Mondiale: Japanese Whisky Tasting & Dinner

Monday, December 05, 2016 –

The Annex at GreenRiver


Discovering Japanese Whisky at The Annex

By Todd Arkebauer, Vice-Chargé de Presse Photos by Elan Jacoby & Todd Arkebauer

Chaîne Chicago’s first Mondiale event of the 2016-2017 season explored the fascinating world of Japanese whisky at The Annex at GreenRiver, home to one of the city’s finest collections of this increasingly coveted spirit. On December 5, twenty-two confrères had exclusive use of this chic cocktail bar for an informative and tasty evening.

The event began with a convivial reception where guests enjoyed Old Fashioneds and a selection of artisanal cheeses, charcuterie and breads. Next, Mike Karberg, a Key Account Manager for Beam Suntory (the world’s third largest premium spirits company) led members through a 30-minute tutorial and tasting of five Japanese whiskies produced by Suntory.

Commercial Japanese whisky production began in 1924 when Shinjiro Torii opened the country’s first distillery, Yamazaki, in a suburb of Kyoto known for its excellent water. Torii hired Masataka Taketsuru who had studied the art of distilling in Scotland, and he became a key to the success of the company that would eventually become Suntory. Taketsuru left in 1934 to establish his own distillery that would eventually become Nikka, Japan’s other major whisky maker.

The evening’s tasting phase started with Hibiki 12 Year Old, a blend of numerous single malt whiskies that combine to create a full orchestra of flavors and aromas with a complex finish. Next up was Yamazaki 12 Year Old, a single malt with a nose of citrus, clove and vanilla and a palate of coconut and butter with a long, cinnamon-infused finish. Produced in Suntory’s mountain distillery nestled deep in a forest, Hakushu 12 Year Old proved to be a lovely herbal and gently smoky single malt. Hibiki 17 Year Old followed and it was the favorite of many members. Flavors of toffee, black cherry, vanilla, and rare Mizunara Japanese oak evolved into a sweet, slightly fruity aftertaste. The sampling concluded with Yamazaki 18 Year Old, a deep amber single malt with a palate of berries and dark chocolate with spicy smooth finish.

Following the tasting, guests were served a family-style dinner comprising a multi-colored cauliflower salad with ruby grapefruit, endive and finely shaved Mimolette cheese; house-made cavetelli with black winter truffles and maitake mushrooms; pan-seared Loch Duart salmon with fingerling potatoes, leek coins and dill beurre blanc; and beef tenderloin, roasted maitake mushrooms, cipollini onions, potato purée and bone marrow jus. The Grey Wolf, GreenRiver’s popular cocktail created with Yamazaki 12 Year Old, Bénédictine, demerara sugar, plum vinegar and Angostura bitters, was paired with the feast. Two delectable desserts followed: a classic apple tarte Tatin with cardamom crème fraîche and molasses shortbread, and a chocolate tart with a pistachio biscuit, ricotta cheese and chocolate crèmeux. The tarts paired delightfully with the sweet, nutty and fudge notes of Nikka Coffey Grain Whisky, produced mainly from corn using one of the distillery’s continuous Coffey stills.

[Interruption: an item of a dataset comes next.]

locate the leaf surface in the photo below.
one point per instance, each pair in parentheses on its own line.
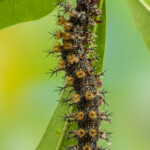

After the dinner was completed, hosts Todd Arkebauer and Elan Jacoby thanked the GreenRiver team and Manager Justin Gilmore for organizing the highly successful event. The Annex then opened to guests, and some confrères continued exploring the deep list of Japanese whisky offerings, including the award-winning Yamazaki 25 Year Old.  Our members departed with enhanced enjoyment, knowledge and understanding of why Japanese whisky has become a superstar in the spirits world.